As I take a moment for this newsletter article/blog post, we are in the middle of our sermon series on our Methodist history and tradition. If you are a part of this congregation and have not been able to join worship during this season, I invite you to find these sermons and give them a listen. You will hear about the Wesley’s early home life and challenges, early education, the formation of the first Methodist group, failure and inspiration, and even John Wesley’s determination to “be more vile.” It is my hope that you might find them both instructive and inspiring.

My point in this is that the series is taking place over a twelve-week period. It is nearly three months long. It started just after Independence Day and it continues through Labor Day to the last weekend in September.

This takes planning. And I’m not a planner. I’m a firm advocate that the best way to make God laugh is to tell God your plans.

But let me quantify. It’s not like I never make plans. I just don’t very often make detailed plans. Details are hard for me. Figuring out the details is something that takes me quite a bit of time. It’s not my strength. So to plan a twelve-week sermon series with titles and themes and scriptures and imagery ideas and visual aids and hymn suggestions… That’s hard for me.

And it was also wonderfully freeing.

I’ve taken to this new level of sermon planning – although let’s be honest, I don’t want to get ahead of myself by planning everything else – by creating a sermon calendar. So far I have sermons roughed in for the rest of this year and the first half of next year.

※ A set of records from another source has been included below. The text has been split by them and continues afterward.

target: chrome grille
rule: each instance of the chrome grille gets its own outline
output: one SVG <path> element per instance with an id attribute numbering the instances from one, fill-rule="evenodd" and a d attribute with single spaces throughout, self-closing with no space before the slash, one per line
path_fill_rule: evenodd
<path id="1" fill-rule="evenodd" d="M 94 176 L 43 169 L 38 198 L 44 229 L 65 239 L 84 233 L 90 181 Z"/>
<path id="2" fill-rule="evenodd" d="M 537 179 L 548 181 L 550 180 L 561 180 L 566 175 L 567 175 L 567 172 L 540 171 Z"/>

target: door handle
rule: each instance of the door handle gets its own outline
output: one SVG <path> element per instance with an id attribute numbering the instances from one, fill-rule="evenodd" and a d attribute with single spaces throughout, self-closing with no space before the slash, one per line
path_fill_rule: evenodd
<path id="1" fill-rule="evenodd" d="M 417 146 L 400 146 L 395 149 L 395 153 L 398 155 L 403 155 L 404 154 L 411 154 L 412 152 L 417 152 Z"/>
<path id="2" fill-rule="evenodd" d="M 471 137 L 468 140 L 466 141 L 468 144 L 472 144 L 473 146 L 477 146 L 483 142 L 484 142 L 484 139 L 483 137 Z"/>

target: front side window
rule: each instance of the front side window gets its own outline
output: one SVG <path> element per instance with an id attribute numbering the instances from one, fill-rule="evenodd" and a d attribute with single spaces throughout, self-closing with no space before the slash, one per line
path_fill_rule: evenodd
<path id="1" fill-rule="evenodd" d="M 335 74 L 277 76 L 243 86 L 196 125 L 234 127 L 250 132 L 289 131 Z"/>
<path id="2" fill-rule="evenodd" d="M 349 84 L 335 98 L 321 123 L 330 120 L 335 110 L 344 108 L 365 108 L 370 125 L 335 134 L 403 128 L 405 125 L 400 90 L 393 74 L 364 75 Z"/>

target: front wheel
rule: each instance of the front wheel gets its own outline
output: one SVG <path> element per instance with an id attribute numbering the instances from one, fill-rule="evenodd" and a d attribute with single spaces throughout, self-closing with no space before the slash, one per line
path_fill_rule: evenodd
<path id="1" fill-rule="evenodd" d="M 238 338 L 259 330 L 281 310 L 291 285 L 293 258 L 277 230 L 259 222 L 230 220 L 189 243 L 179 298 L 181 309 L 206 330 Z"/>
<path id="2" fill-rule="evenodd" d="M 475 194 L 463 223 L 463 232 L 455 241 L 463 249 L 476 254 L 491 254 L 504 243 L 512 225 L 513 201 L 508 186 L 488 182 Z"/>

And it is wonderfully freeing.

One of the things I think I was afraid of when it came to this kind of planning was the possibility of being constrained and inflexible. Perhaps this is a real fear for many of us. And we live in a time when sometimes our culture demands that we be ultra-flexible – often we use the word “spontaneous.” But spontaneous doesn’t necessarily mean unprepared.

And so I have felt this kind of planning to be helpful rather than constricting. I have found that planning gives me guidance and support and still leaves room for creativity. And when I need to throw out an idea entirely and consider a new direction, that’s great. I change the plan. Because that’s ok too.

I know many of you are detailed planners in ways that I could never be. And many of you are not. Great! It is my hope that we can all see the value of some level of planning, even while leaving room for flexibility. I think it is a helpful and freeing thing. I hope you will too.

And so now I am left with the next logical question: what should I plan next? I have some ideas, and I hope you do too. And I hope you include your faith community in your plans!

We have some exciting things coming in these next weeks and months. While it’s been off the radar for a bit, we are still moving on the Labor of Love project. We have an upgrade coming to Hughes Hall to provide both for multimedia capability and also for a bit of environmental relief. We have our annual Stewardship campaign in October. We have upcoming Christmas musicals from our talented members and choir as well as from our amazing children. Our GriefShare group has begun meeting again. We have our annual Charge Conference in November. We are working to schedule our next Youth Sunday before the end of the year. We have service opportunities like Project Grace (our weekly meal on Wednesday evenings) and the Storefront Teen Shelter. We will worship together, celebrate together, work together, pledge together, pray together, learn together, make music together, be challenged and strengthened together, and – I hope – we will grow in love together.

Dear friends, I invite you to join me in making plans.